Shock: Paul Watson agrees with Andrew Norton

While I find the term “luvvies” offensive, I don’t disagree with the remainder of these observations on last night’s green-and-gold ribbon Logies protest.

In fact I’d go further, and say that the performers and producers should have been wearing black armbands – not to signify the potential for the US-Australia Free Trade Agreement to decimate quality Australian TV, but to recognise that most Australian TV is already utterly, irredeemably shit.

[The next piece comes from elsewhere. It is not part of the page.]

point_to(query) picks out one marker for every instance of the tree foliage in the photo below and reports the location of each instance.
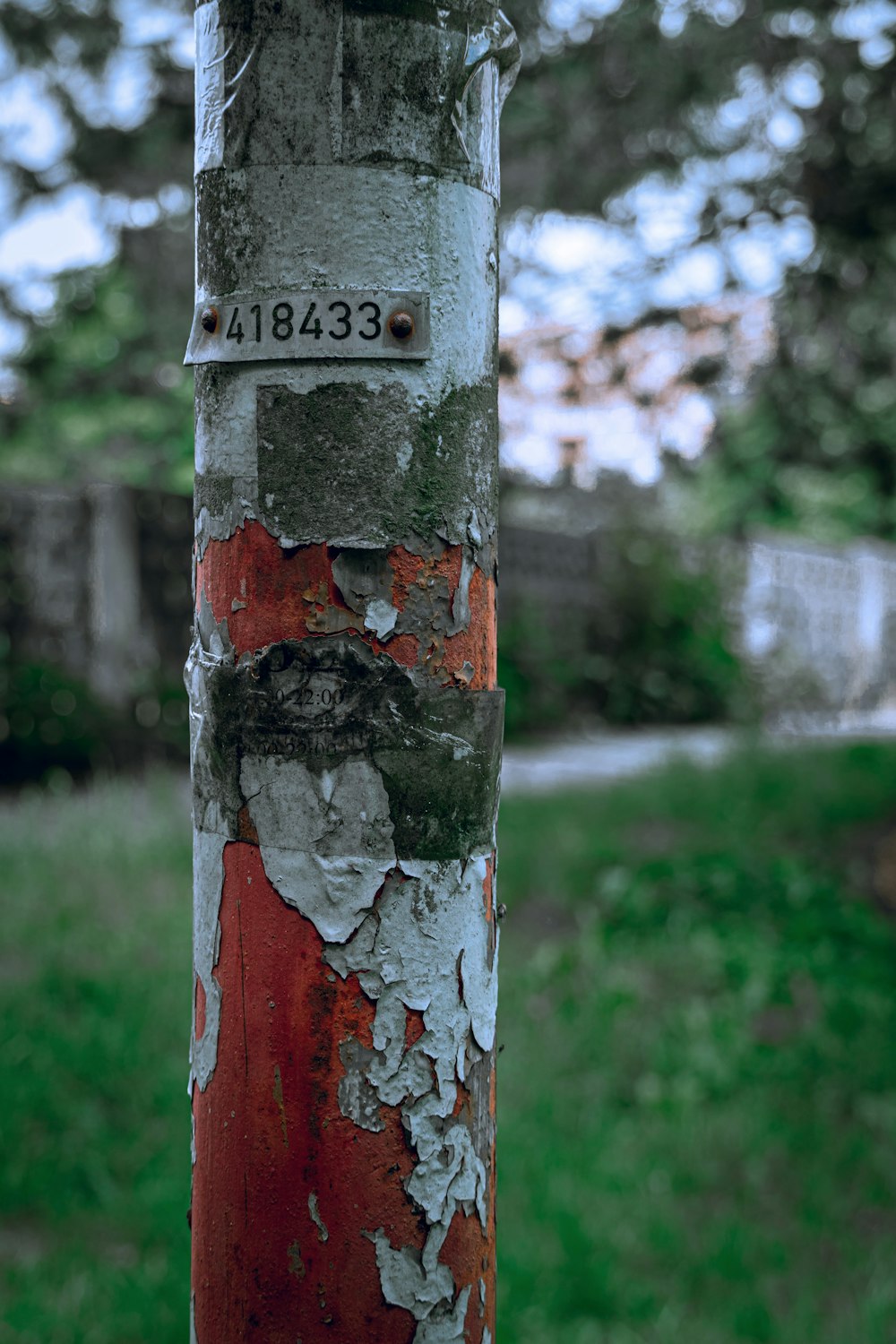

This is not meant as a cheap shot at our performers and producers (and there are also exceptions in any case, like “Kath and Kim” and “CNNN”). But there is a level of public ignorance, bordering on deliberate misinformation, about how the local content rules work, and how Australian television drama is financed. The ABC and SBS aside, for-Oz-eyes-only TV drama is simply not a viable proposition – what the commercial networks pay for the show does not come anywhere near to covering production costs. As result, overseas sales are part-and-parcel of the whole show, and not (as the public would generally presume) the icing on the cake.

With international pre-sale usually goes some editorial control. This is certainly the case with "Neighbours" (over which the Brits have script veto rights), and is also the case, I’m assuming, with “McLeod's Daughters” – which is financed by the Hallmark empire, of soppy-moments fame.

At some point, these dramas must lose their Australian-ness. As I’ve previously said, I’ve never been able to watch “Neighbours”, because of its very un-Australian (I would have thought) humourlessness (compared to, inter alia “Kath and Kim”). Ditto for “McLeod's Daughters” – a soapy shocker that is reduced to relying on props from the proverbial Gold Coast tourist shop (Drizabones, Akubras) to imprint a veneer of Australian-ness on it.

The result of this unhappy marriage of local content rules, and international co-financing of “Australian” television drama is output of predictable, blanket mediocrity. I say not a single such show is worth saving – death to the lot of them, and long live sustainable, home-grown Aussie narrative.